For relative path I'm using realpath(), which is unix/linux specific. For windows you could use GetModuleFileName(NULL, buffer, MAXPATHLEN), and of course the separator isn't the same.

Upvotes: 0

frankc
frankc

Reputation: 11483

If your environment has the equivalent of PWD in the environment, you can just append /$argv[0] to it.

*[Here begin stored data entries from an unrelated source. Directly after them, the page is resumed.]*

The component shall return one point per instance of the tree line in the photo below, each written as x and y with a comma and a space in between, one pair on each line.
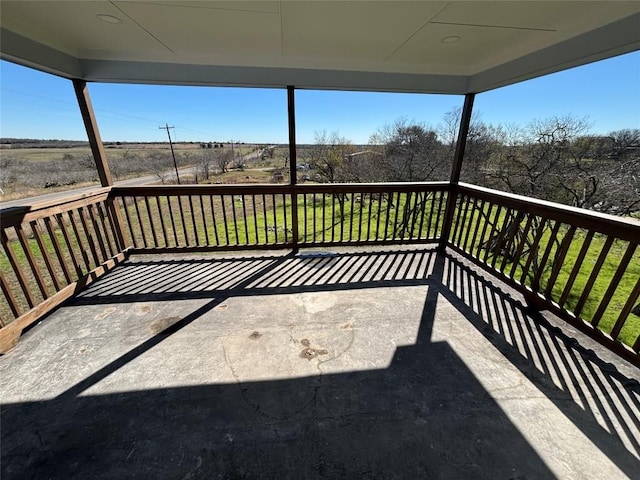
554, 159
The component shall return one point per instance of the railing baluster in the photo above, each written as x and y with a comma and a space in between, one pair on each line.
204, 221
558, 261
162, 222
151, 222
183, 221
333, 216
576, 268
342, 199
324, 218
97, 234
626, 310
351, 218
395, 217
520, 249
15, 264
173, 223
8, 294
69, 245
193, 220
507, 243
79, 242
275, 217
224, 220
438, 226
615, 281
479, 213
378, 216
108, 229
494, 226
90, 237
214, 221
304, 215
45, 254
532, 250
461, 220
286, 223
594, 274
139, 217
235, 219
423, 198
58, 249
535, 284
370, 208
255, 219
266, 224
361, 202
35, 269
129, 222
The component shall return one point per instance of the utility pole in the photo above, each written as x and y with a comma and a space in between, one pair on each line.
175, 165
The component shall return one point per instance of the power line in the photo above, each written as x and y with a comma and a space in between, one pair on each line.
175, 165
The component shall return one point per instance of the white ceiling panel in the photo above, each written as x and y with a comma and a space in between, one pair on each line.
378, 45
362, 31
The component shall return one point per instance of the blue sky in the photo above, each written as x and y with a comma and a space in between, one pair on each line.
38, 105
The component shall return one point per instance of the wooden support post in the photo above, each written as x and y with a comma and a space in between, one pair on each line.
463, 133
293, 180
91, 126
100, 158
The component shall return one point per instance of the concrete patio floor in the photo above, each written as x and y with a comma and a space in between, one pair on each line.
379, 363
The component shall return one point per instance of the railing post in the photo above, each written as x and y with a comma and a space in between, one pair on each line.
292, 164
100, 158
463, 133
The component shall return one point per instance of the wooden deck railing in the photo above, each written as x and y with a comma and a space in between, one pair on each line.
49, 251
583, 266
202, 218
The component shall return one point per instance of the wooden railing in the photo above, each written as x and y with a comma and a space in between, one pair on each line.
583, 266
202, 218
49, 251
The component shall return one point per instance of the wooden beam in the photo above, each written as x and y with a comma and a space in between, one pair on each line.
10, 333
463, 133
293, 160
91, 126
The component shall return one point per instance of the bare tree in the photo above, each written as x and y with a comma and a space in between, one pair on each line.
327, 156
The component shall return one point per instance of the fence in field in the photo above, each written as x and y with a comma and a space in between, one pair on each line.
51, 250
581, 265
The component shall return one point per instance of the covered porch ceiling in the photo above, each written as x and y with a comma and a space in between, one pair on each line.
434, 47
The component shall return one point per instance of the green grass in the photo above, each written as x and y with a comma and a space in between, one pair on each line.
362, 218
631, 329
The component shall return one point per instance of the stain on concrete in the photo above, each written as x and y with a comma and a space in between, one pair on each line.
162, 324
105, 313
310, 353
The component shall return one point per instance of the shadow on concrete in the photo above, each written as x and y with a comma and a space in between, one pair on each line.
425, 416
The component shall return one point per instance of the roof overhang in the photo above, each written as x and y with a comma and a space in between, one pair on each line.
434, 47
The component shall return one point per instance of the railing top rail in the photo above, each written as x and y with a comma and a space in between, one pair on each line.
30, 211
250, 189
621, 227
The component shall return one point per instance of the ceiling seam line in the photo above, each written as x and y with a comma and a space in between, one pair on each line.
178, 5
281, 29
140, 26
495, 26
416, 32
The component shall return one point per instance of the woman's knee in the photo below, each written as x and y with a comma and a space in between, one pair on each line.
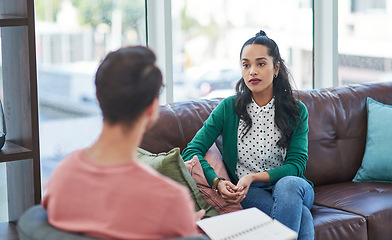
290, 183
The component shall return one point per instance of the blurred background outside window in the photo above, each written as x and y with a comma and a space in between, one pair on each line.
73, 36
208, 36
364, 41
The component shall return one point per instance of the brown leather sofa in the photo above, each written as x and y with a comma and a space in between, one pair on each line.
338, 124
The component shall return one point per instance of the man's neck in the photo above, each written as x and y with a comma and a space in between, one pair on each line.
116, 144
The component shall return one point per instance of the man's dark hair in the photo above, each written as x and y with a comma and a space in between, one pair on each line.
127, 81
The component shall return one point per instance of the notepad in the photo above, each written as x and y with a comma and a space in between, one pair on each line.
247, 224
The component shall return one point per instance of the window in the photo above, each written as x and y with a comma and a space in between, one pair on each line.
365, 53
73, 36
207, 42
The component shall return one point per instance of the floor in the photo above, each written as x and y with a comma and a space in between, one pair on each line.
8, 231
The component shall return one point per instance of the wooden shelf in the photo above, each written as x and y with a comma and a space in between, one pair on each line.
13, 152
9, 21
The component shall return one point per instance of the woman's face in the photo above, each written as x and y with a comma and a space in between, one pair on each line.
258, 69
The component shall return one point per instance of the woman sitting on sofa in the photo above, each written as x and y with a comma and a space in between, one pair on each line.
265, 144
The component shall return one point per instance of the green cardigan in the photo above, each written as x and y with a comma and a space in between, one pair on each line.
224, 120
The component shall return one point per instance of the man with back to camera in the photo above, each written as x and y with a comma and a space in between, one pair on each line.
103, 191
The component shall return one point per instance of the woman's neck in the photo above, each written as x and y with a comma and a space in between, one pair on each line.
262, 99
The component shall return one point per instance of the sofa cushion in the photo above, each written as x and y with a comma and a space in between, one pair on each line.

This might give you something you don't expect like /foo1/foo2/../foo3/ but that's ok. It's a valid path and can be globbed.

Upvotes: 1

R Samuel Klatchko
R Samuel Klatchko

Reputation: 76611

  1. There is no guaranteed way to do that. You can try looking in argv[0] but whether that has the full path or just the name of the binary depends on the platform and how your process was invoked.
  2. You can use strrchr to find the last slash and replace the character after it with '\0'

Code example:

// Duplicate the string so as not to trash the original
// You can skip this if you don't mind modifying the original data
// and the originald is writeable (i.e. no literal strings)
char *path = strdup(...);

char *last_slash = strrchr(path, '/');
if (last_slash)
{
#if PRESERVE_LAST_SLASH
    *(last_slash + 1) = '\0';
#else
    *last_slash = '\0';
#endif
}

Upvotes: 2

nategoose
nategoose

Reputation: 12392

A non-portable way on Linux (and maybe other *nix) would be to use readlink on /proc/self/exe if argv[0] doesn't contain the entire path.

Upvotes: 2

Judge Maygarden
Judge Maygarden

Reputation: 27613

Scan backwards from the end of a string for the first '/' character.